В конце мая 1952 г. Чаргафф впервые после войны приехал в Европу и намеревался встретиться с Джоном Кендрю в Питерхаус-колледже Кембриджского университета {793}. Он только что стал профессором Колумбийского университета, и ему поручили прочесть ряд лекций в ряде городов Европы и в Израиле, а также выступить в июне с докладом о ДНК на Международном биохимическом конгрессе в Париже {794}. В конце встречи Кендрю спросил Чаргаффа, не хочет ли он поговорить с двумя сотрудниками Кавендишской лаборатории, которые «пытаются что-то сделать с нуклеиновыми кислотами». У Чаргаффа осталось впечатление, что Кендрю не вполне представлял, чем именно они занимались, так что его слова звучали не очень-то многообещающе {795}.

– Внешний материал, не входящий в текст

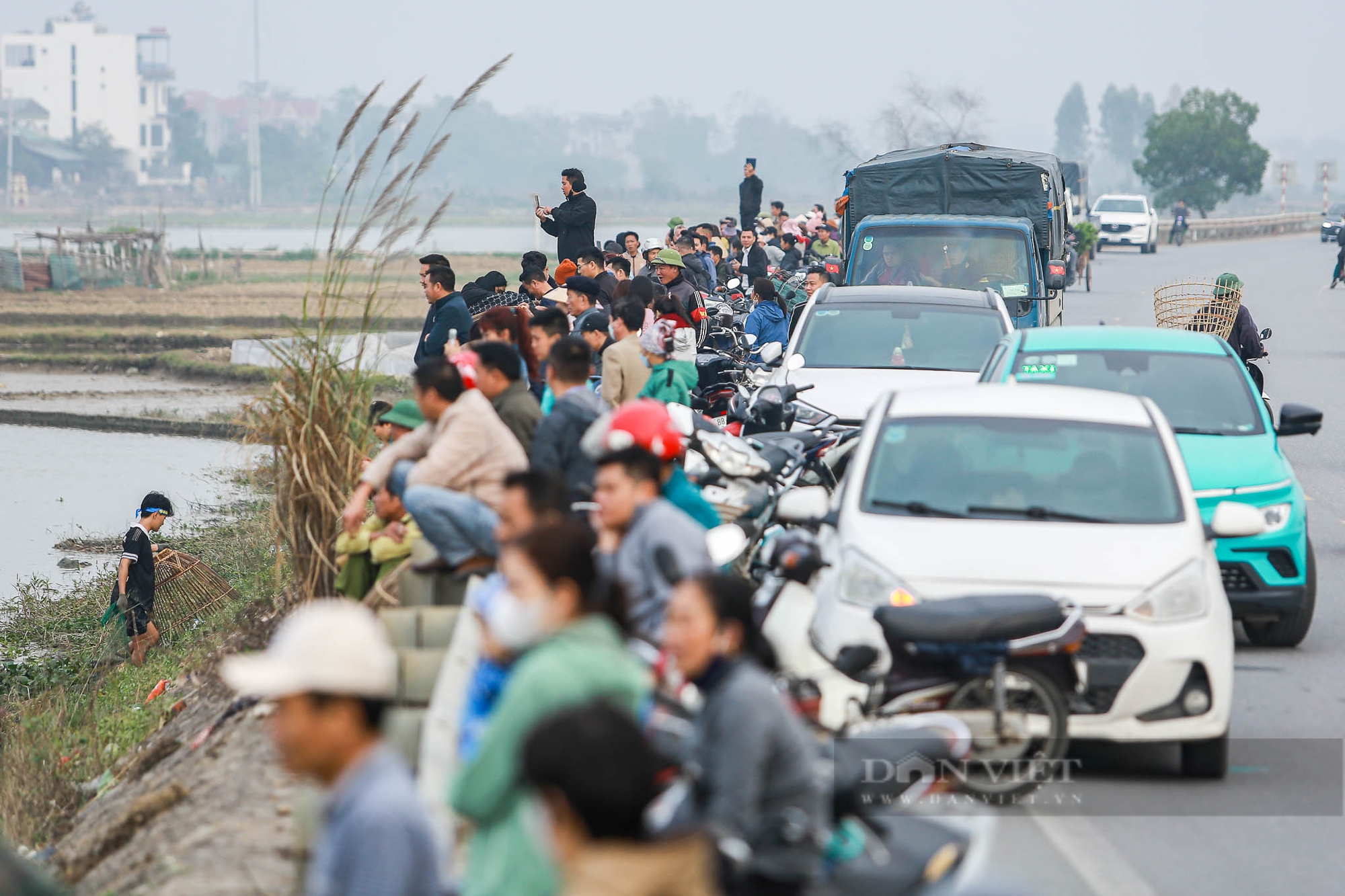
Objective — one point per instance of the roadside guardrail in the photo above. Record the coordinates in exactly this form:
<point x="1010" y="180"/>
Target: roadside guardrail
<point x="1245" y="228"/>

Чаргафф вспоминал об этой беседе со свойственной ему язвительностью: «Подобное, в сущности, незапоминающееся событие так часто описывалось в духе "Цезарь переходит Рубикон" и переписывалось, приукрашивалось или лакировалось в различных авто- и не автобиографиях, что даже мне, отлично запоминающему смешные ситуации и большому поклоннику фильмов братьев Маркс, трудно соскоблить толстый налет легенды с этой истории» {796}. Крик с Уотсоном и Чаргафф невзлюбили друг друга с первого взгляда. Им он показался высокомерным и невыносимым – каким, вероятно, и был. В свою очередь, тот был далеко не в восторге от не закрывающего рот Крика, не говоря уже о выкатывающем глаза и фыркающем Уотсоне. Он высмеял акцент Джеймса, а впоследствии называл этих двух молодчиков не иначе как «пигмеи» {797}. Уотсону запомнилось, что общий разговор быстро увял, едва Кендрю всего лишь допустил, что структура ДНК может быть ими открыта путем моделирования: «На Чаргаффа, одного из мировых экспертов по ДНК, сначала не произвели впечатления две темные лошадки, пытающиеся выиграть забег» {798}.